Mein Leben mit SMA Typ IIIa

    Wie es ist damit zu leben oder wie man eben trotzdem leben kann, der bisherige Verlauf und ein Blick in die Zukunft...

    Die Diagnose

    Zuerst hatte ich eine ganz normale frühe Kindheit ohne irgendwelche Auffälligkeiten. Als ich so langsam anfing zu laufen wurde ich aber immer sehr schnell müde. Oft bin ich auch nur so hingefallen, ohne dass ich versucht hätte, mich zu stützen. Beim aufstehen kletterte ich immer an mir hoch. Darauf hin wandten sich meine Eltern an den Arzt. Im November 1985, wo ich 2 ½ Jahre alt war, wurde mir eine Gewebeprobe entnommen (Muskelbiopsie). Es wurde eine neurogene Schädigung festgestellt, passend zur spinalen Muskelatrophie Typ III a.

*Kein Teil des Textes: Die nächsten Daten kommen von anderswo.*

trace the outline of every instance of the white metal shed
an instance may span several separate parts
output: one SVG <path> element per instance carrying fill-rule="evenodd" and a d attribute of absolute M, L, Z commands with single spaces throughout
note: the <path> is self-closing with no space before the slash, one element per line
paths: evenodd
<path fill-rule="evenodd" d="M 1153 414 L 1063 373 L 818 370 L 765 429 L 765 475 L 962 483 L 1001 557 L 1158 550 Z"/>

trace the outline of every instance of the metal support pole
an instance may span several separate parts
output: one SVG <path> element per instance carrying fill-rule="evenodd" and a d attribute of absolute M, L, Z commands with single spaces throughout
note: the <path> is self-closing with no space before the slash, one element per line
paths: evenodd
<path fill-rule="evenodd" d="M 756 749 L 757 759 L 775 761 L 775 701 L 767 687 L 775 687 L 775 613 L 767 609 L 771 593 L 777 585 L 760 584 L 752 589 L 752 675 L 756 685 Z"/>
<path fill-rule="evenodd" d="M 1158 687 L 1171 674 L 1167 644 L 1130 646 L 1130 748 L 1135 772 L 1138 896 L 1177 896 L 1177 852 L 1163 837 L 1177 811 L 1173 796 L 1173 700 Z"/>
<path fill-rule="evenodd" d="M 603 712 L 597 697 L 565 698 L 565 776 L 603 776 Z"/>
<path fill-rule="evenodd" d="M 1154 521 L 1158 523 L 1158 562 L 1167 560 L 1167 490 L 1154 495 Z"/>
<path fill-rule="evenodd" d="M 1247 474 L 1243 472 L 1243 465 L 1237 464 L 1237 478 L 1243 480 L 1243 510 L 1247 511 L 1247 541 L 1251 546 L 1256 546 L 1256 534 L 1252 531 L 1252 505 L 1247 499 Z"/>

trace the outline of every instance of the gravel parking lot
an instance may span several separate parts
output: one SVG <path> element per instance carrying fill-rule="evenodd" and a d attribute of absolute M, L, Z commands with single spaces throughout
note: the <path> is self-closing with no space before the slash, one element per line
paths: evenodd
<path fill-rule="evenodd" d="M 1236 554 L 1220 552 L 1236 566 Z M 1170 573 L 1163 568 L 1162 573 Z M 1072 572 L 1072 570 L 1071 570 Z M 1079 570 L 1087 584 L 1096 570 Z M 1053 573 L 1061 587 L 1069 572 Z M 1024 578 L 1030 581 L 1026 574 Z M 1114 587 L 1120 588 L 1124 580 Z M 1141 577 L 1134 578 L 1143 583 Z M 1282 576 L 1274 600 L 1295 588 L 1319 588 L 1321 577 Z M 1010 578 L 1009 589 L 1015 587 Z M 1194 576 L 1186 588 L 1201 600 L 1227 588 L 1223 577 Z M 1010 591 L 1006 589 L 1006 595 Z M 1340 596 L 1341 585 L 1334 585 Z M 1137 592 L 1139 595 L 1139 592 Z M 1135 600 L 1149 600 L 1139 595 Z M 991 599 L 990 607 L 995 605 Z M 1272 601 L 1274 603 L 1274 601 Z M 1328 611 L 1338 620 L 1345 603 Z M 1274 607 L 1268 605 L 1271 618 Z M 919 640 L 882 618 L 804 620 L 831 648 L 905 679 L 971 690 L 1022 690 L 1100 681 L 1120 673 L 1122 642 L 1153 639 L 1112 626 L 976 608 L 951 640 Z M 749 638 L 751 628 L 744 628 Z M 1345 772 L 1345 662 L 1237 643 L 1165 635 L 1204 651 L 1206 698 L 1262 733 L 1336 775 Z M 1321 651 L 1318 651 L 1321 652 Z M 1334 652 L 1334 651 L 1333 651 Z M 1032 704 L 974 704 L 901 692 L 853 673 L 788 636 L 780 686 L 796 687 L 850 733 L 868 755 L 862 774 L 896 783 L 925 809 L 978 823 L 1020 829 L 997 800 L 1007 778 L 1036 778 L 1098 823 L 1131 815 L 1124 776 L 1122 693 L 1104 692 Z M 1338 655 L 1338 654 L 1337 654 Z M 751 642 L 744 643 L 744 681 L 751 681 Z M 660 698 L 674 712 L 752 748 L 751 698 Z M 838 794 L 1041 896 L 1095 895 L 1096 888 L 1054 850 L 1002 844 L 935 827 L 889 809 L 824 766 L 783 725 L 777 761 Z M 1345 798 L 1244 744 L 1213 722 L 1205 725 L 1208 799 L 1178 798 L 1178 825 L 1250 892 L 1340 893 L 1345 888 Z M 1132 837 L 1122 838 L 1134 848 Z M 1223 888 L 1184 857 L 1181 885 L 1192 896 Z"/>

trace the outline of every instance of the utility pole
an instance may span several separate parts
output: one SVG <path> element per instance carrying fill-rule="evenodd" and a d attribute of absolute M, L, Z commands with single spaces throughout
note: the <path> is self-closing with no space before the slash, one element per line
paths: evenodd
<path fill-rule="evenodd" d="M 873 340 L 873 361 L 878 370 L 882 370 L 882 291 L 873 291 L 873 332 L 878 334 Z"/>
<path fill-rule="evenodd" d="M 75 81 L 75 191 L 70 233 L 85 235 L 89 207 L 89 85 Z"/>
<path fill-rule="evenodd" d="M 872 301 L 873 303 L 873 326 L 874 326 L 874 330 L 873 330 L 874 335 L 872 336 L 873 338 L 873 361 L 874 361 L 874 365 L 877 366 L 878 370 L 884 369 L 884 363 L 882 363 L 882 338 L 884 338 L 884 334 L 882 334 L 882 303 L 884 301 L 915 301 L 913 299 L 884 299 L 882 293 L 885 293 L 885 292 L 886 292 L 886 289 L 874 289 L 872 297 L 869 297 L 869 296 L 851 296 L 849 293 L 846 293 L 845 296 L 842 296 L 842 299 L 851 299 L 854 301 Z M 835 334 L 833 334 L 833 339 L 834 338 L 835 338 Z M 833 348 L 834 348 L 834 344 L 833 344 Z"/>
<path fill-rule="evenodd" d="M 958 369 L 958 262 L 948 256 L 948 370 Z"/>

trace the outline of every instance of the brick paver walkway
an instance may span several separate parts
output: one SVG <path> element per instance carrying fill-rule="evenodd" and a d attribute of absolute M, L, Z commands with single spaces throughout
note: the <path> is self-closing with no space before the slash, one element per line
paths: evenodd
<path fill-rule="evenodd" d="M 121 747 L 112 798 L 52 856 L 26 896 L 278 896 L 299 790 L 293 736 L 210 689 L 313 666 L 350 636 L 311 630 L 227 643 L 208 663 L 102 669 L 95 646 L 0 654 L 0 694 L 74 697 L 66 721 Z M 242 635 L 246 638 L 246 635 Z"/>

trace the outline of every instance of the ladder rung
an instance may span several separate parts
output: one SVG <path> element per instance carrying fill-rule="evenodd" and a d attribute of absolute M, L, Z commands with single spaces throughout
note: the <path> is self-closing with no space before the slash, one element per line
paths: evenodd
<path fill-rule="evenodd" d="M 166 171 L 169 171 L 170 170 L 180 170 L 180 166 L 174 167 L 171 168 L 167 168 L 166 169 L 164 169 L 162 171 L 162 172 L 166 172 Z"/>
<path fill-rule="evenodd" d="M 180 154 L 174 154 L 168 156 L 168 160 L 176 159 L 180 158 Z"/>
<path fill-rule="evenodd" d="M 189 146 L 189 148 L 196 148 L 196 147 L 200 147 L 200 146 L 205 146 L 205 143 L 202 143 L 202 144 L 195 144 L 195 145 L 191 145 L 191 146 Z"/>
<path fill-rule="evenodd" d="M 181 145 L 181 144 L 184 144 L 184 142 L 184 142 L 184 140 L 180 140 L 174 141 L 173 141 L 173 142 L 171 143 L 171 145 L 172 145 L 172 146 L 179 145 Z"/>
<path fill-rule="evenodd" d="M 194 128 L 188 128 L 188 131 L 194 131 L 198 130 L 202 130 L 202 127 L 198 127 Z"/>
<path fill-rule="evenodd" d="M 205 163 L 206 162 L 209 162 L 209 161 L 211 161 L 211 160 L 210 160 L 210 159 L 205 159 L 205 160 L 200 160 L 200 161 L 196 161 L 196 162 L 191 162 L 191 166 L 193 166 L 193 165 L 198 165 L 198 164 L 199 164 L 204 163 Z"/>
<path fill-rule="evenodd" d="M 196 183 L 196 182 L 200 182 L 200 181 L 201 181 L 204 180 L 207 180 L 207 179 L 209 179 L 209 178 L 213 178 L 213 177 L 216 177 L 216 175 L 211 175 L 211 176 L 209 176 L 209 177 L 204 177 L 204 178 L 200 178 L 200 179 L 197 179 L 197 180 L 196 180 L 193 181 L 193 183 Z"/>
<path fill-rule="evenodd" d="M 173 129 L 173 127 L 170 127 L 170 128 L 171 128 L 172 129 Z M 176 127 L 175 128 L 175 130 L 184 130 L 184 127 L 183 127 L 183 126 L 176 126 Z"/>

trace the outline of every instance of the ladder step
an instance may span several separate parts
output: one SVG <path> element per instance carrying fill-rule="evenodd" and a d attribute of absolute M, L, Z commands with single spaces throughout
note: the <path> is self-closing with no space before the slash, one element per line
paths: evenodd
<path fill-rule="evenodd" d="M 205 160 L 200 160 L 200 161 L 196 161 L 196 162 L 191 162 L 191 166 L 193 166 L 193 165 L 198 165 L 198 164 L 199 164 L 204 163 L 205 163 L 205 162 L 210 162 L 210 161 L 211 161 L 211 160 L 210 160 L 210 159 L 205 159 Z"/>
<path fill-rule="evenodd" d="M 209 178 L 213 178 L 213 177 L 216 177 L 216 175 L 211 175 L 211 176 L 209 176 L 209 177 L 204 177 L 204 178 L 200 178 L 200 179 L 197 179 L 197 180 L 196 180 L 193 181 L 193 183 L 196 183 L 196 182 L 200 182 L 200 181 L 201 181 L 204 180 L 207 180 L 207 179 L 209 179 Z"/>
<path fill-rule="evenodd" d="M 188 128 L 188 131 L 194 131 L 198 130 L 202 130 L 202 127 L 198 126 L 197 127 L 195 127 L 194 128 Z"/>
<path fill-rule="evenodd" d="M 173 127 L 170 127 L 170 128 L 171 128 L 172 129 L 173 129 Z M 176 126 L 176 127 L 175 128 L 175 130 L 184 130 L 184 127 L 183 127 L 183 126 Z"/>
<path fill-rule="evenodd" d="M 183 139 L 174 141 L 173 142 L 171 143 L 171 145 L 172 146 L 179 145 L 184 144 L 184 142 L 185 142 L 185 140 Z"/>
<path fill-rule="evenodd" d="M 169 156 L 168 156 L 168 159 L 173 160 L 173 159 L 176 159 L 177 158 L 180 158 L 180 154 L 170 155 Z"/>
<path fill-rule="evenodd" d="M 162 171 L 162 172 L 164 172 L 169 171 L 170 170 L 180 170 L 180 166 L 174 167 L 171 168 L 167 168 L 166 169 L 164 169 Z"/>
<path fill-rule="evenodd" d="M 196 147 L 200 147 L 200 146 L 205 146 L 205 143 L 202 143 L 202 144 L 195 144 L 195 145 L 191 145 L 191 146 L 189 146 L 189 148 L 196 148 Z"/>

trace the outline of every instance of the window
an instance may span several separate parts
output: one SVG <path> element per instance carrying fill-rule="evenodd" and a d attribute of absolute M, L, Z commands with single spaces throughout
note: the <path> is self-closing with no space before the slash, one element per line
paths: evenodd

    Ich war damals noch zu klein, um das zu realisieren, aber für meine Eltern war es natürlich ein Schock. Mit so was rechnet ja auch niemand. Ich habe dann etwa so kurz vor dem Kindergartenalter begriffen, dass mit meiner Gesundheit nicht alles beim besten ist.

    Die Veränderungen im Alltag

    Da ich ja noch so jung war, hat sich durch diese Diagnose nichts großartig geändert. Die einzige wesentliche Änderung waren damals die Abende: Nach bekannt werden der Krankheit und diversen Abklärungen ging ich erstmals zur Physiotherapie. Meine Mutter schaute sich die Übungen ab, und fortan machten wir jeden Abend (außer Sonntags) zu Hause intensive Physiotherapie. Das dauert also nun schon über 20 Jahre...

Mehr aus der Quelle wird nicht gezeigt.